2.4. Statistical analysis

Unless otherwise stated, all the data were computed using Microsoft Office Excel2007. For each given parameter, the deficiency frequency (%) represented the percentage of the sample number below optimum range in the total sample number (n = 116); the optimum frequency (%) represented the percentage of the sample number in optimum range in the total sample number (n = 116); and the excess frequency (%) represented the percentage of the sample number above optimum range in the total sample number (n = 116). The data in Tables 2, 4 represented the means of individual orchards (replicates) in each location ± standard deviations (SDs), and differences among locations were separated by Duncan’s multiple range test at P < 0.05 using SPSS for Windows 16.0 (SPSS Inc., Chicago, IL, USA). Pearson’s correlation in Fig. 3 was tested at P < 0.05 and the Fig. 3 was made using the corrplot R library in R version 3.2.2 (R Foundation for Statistical Computing, Vienna, Austria).

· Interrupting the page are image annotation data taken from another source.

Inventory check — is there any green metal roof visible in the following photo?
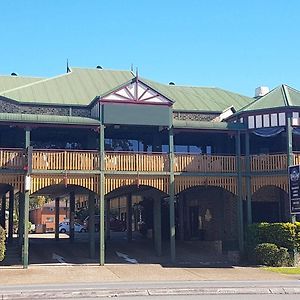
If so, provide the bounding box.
[0,113,100,126]
[142,79,253,112]
[173,120,244,130]
[237,84,300,114]
[0,68,134,105]
[0,76,43,93]
[0,68,253,112]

Table 1. Soil fertility status of kiwifruit orchards in central Shaanxi province (n = 116)†

	Mean	CV (%)	Sample range	Optimum range	Deficiency frequency (%)	Optimum frequency (%)	Excess frequency (%)
pH	7.54	9.1	4.87–8.28	5.5–6.5	1.7	6.9	91.4
OM (%)	1.66	15.8	1.04–2.60	1.5–4.0	25.9	74.1	0.0
Salt (g/kg)	0.80	44.3	0.27–2.54	<1.0	-	78.4	21.6
N (mg/kg)	54.24	69.7	12.87–220.50	-	-	-	-
NO3^––N (mg/kg)	42.97	82.6	3.95–184.22	11.0–28.0	12.1	35.3	52.6
NH4^+-N (mg/kg)	11.26	54.6	1.70–43.58	-	-	-	-
P (mg/kg)	57.55	73.8	5.04–195.73	30.0–60.0	26.7	41.4	31.9
K (mg/kg)	279.52	47.5	98.81–715.52	250.0–300.0	50.9	15.5	33.6
Ca (g/kg)	5.68	26.4	1.03–7.51	1.2–3.6	0.9	11.2	87.9
Mg (mg/kg)	245.28	24.9	99.85–419.46	120.0–360.0	1.7	94.8	3.5
Fe (mg/kg)	7.24	245.3	0.78–112.93	4.5–10.0	81.9	5.2	12.9
Mn (mg/kg)	5.64	101.8	0.93–36.57	7.0–12.0	76.7	13.8	9.5
Cu (mg/kg)	1.06	52.4	0.37–3.55	0.5–1.0	4.3	55.2	40.5
Zn (mg/kg)	0.86	109.8	0.08–5.64	1.0–2.0	73.3	19.0	7.8
B (mg/kg)	0.73	28.5	0.38–1.45	0.5–1.0	12.1	79.3	8.6
Cl (mg/kg)	15.24	104.9	3.42–98.40	10.0–30.0	50.9	39.7	9.5
Na (mg/kg)	26.15	69.3	5.29–118.10	<115.0	-	99.1	0.9

† The optimum range is adopted from Li et al. (1996; NO₃^––N), Bao (2000; Salt), Zhang et al. (2004; Na), Tong (2011; Fe, Mn, Cu and B), Huang et al. (2014; pH, OM, P, Ca, Mg and Cl), Zhang et al. (2016; K) and Yu (2017; Zn).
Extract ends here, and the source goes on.